A 25 anni dalle Torri Gemelle, il centro di al-Qaeda ora è l’Africa

di claudia
somalia

La rete del terrore che colpì gli Stati Uniti l’11 settembre 2001 ha mutato pelle e abbandonato i vecchi centri di potere per radicarsi nel continente e lungo le rotte strategiche del Mar Rosso

di Maria Scaffidi

A 25 anni dall’attentato alle Torri Gemelle di New York, il fermo immagine su al-Qaeda è molto diverso da quello del 2011: l’organizzazione terroristica continua a esistere e a cambiare sono state le modalità operative e la sua geografia. Al-Qaeda c’è ancora, ma il jihadismo globale non ruota più attorno a un’unica organizzazione, a un’unica leadership o a un unico centro. I suoi discendenti, affiliati, scissionisti e rivali si sono ormai radicati in conflitti a migliaia di chilometri dall’Afghanistan, che intanto è tornato in mano ai talebani.

La piattaforma indipendente specializzata sui conflitti armati Acled in una sua analisi segue le diramazioni di al-Qaeda, oggi lontane da quello che era stato il suo centro. Pur mantenendo una presenza seppur minore in Afghanistan, e pur avendo perso le sue basi in Iraq e in Siria a favore di altri gruppi, al-Qaeda – sottolinea Acled – ha oggi i suoi principali spazi di manovra in Africa, in particolare nel Sahel e in Somalia.

L’espansione del Jnim nel Sahel

Nel Sahel – dice Heni Nsaibia, Senior analyst di Acled – è il Gruppo di sostegno all’islam e ai musulmani (Jnim) che sta progressivamente crescendo. Affiliato ad al-Qaeda, Jnim ha esteso la propria influenza dalle roccaforti nel Mali settentrionale e centrale a gran parte del Burkina Faso, fino a raggiungere il Niger, il Benin, il Togo e la Nigeria. E a febbraio 2026 ha lanciato un’offensiva coordinata su scala regionale nel Sahel centrale e nel Benin.

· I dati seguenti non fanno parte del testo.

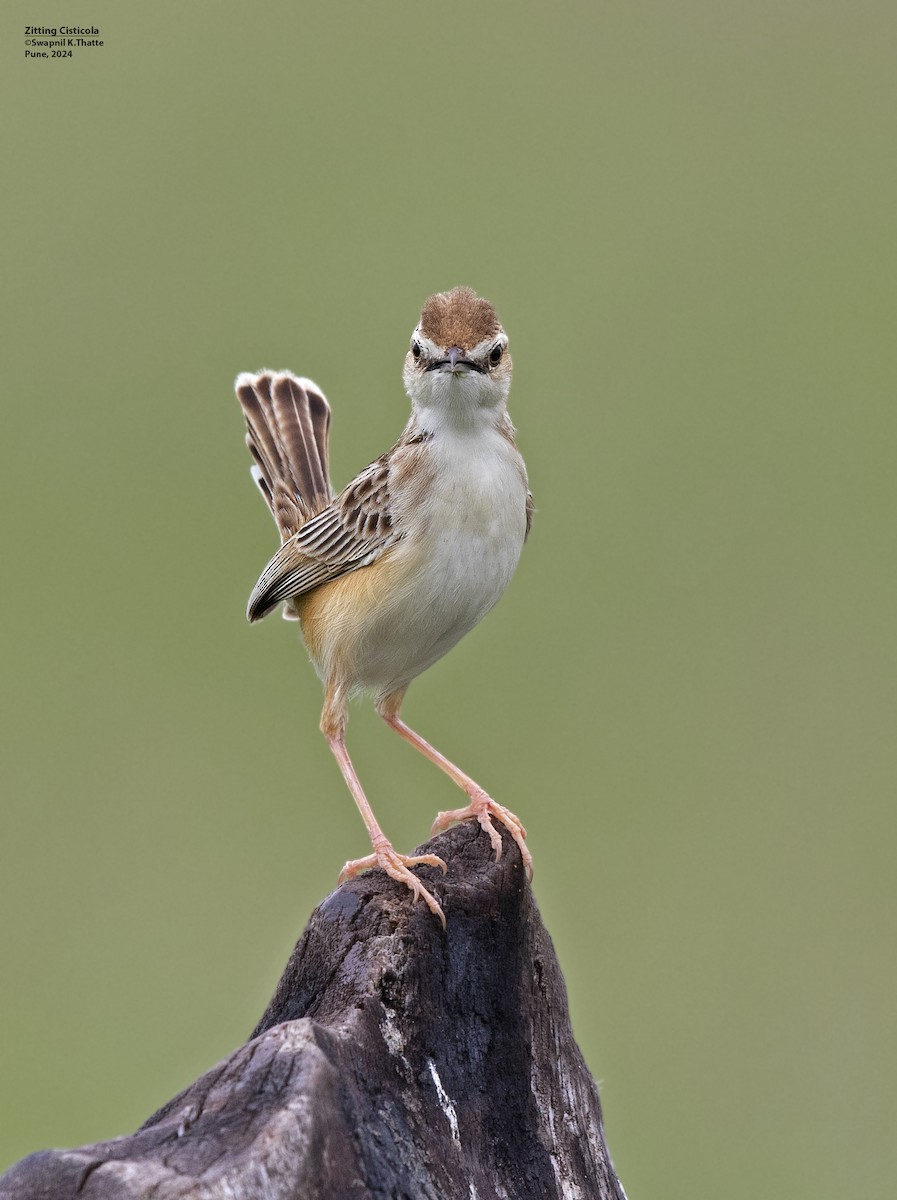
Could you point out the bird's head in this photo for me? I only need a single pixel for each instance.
(458, 355)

Oltre che su un piano geografico, il Jnim ha esteso la propria attività alle principali città e alle infrastrutture strategiche, sferrando attacchi mirati contro gli aeroporti di Bamako e Niamey, mentre si trova sempre più in competizione con lo Stato Islamico (Isis) per l’influenza nella regione. «La domanda ora è se il Sahel stia diventando un nuovo centro di gravità per al-Qaeda» è la domanda conclusiva che si pone l’analista di Acled.

Somalia, la roccaforte di Al-Shabaab

In termini di quantità di attacchi, la Somalia resta però al primo posto. Qui Al-Shabaab – anch’essa affiliata ad al-Qaeda – solo nel corso del 2026 ha firmato 2.300 azioni violente. «Al-Shabaab genera inoltre ingenti entrate attraverso reti presenti in tutta la Somalia e nella regione circostante, nonostante un certo indebolimento di tali operazioni a Mogadiscio» scrive Ladd Serwat, Senior analyst di Acled per l’Africa.

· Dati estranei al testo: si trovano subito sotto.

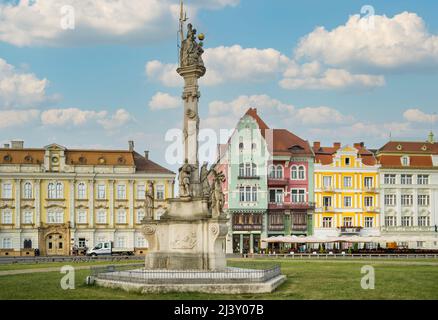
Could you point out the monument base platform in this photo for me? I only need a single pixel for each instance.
(228, 281)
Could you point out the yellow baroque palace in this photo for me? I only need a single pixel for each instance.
(346, 191)
(62, 201)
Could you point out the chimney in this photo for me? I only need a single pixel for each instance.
(131, 145)
(17, 144)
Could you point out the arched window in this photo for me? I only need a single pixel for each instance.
(279, 172)
(82, 191)
(294, 173)
(272, 172)
(254, 169)
(27, 190)
(301, 173)
(59, 190)
(51, 191)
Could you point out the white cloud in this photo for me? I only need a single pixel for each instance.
(416, 115)
(321, 115)
(330, 79)
(19, 89)
(12, 118)
(162, 101)
(240, 105)
(400, 41)
(116, 121)
(38, 22)
(225, 64)
(76, 117)
(70, 116)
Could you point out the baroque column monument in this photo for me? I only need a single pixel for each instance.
(191, 234)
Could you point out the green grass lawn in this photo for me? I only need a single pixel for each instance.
(305, 280)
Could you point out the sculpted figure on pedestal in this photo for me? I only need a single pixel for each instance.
(185, 173)
(191, 51)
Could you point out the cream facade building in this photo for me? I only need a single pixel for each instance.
(55, 199)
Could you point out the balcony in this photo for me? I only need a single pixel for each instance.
(278, 182)
(408, 229)
(299, 228)
(291, 206)
(248, 177)
(247, 227)
(276, 227)
(349, 230)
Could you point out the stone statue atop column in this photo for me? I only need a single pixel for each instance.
(149, 202)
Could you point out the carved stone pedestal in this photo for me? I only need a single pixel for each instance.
(186, 238)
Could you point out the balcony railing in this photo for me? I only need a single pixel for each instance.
(291, 206)
(278, 182)
(299, 227)
(349, 230)
(247, 227)
(276, 227)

Una situazione di insicurezza che secondo Serwat rischia di peggiorare nel 2027: «Il ritiro annunciato da parte degli Stati Uniti del sostegno finanziario e logistico all’Ufficio di sostegno delle Nazioni Unite in Somalia entro dicembre 2026 minaccia la sostenibilità delle operazioni di mantenimento della pace dell’Unione Africana sostenute da tali finanziamenti. La riduzione della capacità operativa dell’Unione Africana potrebbe consentire ad al-Shabaab di riconquistare territori e intensificare la pressione sulle città controllate dal governo».

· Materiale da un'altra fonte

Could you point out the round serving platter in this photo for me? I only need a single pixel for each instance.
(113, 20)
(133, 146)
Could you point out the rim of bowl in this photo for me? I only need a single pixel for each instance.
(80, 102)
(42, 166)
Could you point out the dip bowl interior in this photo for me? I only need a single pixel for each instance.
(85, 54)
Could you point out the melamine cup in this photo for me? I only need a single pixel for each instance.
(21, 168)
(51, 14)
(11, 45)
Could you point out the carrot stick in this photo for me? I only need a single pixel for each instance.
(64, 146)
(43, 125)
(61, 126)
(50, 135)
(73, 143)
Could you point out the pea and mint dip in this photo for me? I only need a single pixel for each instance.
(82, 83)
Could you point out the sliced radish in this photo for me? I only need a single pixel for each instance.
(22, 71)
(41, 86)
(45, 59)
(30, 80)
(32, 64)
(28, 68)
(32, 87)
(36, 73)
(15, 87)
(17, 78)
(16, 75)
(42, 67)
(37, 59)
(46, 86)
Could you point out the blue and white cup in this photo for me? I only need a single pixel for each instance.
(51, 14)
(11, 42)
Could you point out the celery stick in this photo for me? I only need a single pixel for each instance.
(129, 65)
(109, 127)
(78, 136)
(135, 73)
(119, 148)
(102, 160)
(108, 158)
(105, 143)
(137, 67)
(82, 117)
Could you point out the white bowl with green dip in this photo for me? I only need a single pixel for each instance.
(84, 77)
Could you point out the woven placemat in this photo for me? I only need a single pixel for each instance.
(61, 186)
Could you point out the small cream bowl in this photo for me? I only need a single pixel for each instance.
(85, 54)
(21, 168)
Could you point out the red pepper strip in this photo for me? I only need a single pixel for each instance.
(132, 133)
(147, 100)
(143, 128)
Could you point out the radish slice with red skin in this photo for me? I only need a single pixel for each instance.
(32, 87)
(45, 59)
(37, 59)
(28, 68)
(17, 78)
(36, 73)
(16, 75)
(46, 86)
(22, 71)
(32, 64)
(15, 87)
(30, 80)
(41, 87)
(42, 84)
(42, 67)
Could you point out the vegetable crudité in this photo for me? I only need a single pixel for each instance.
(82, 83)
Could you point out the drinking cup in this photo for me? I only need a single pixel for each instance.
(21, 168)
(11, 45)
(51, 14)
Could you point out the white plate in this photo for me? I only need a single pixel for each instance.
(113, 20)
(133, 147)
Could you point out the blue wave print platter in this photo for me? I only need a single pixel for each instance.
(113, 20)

Yemen e lo snodo del Mar Rosso

Fuori dall’Africa, ma proprio a ridosso delle sue vie di comunicazione marittime è infine da segnalare la presenza di al-Qaeda in Yemen. Benché militarmente ridimensionata, al-Qaeda nella Penisola arabica (Aqap) è riuscita a sopravvivere, diventando facilitatrice di connessioni attraverso il Mar Rosso. In Yemen, Aqap può contare su circa 2.000 combattenti che sembrano aver modificato il loro focus spostandosi dai campi di battaglia a posizioni di «facilitatori regionali». La Somalia è a poche miglia nautiche di distanza e questo secondo gli esperti di Acled consente loro di essere tramite per il trasferimento di armi, droni e per traffici illeciti di vario tipo.

«Quindi Aqap – dice Sherwan Ali, analista di Acled per lo Yemen – è un buon esempio di come possa sopravvivere ed evolvere oggi un gruppo affiliato di al-Qaeda: molto meno visibile sul piano militare, ma radicato a livello locale, capace di adattarsi e collegato a una rete regionale più ampia».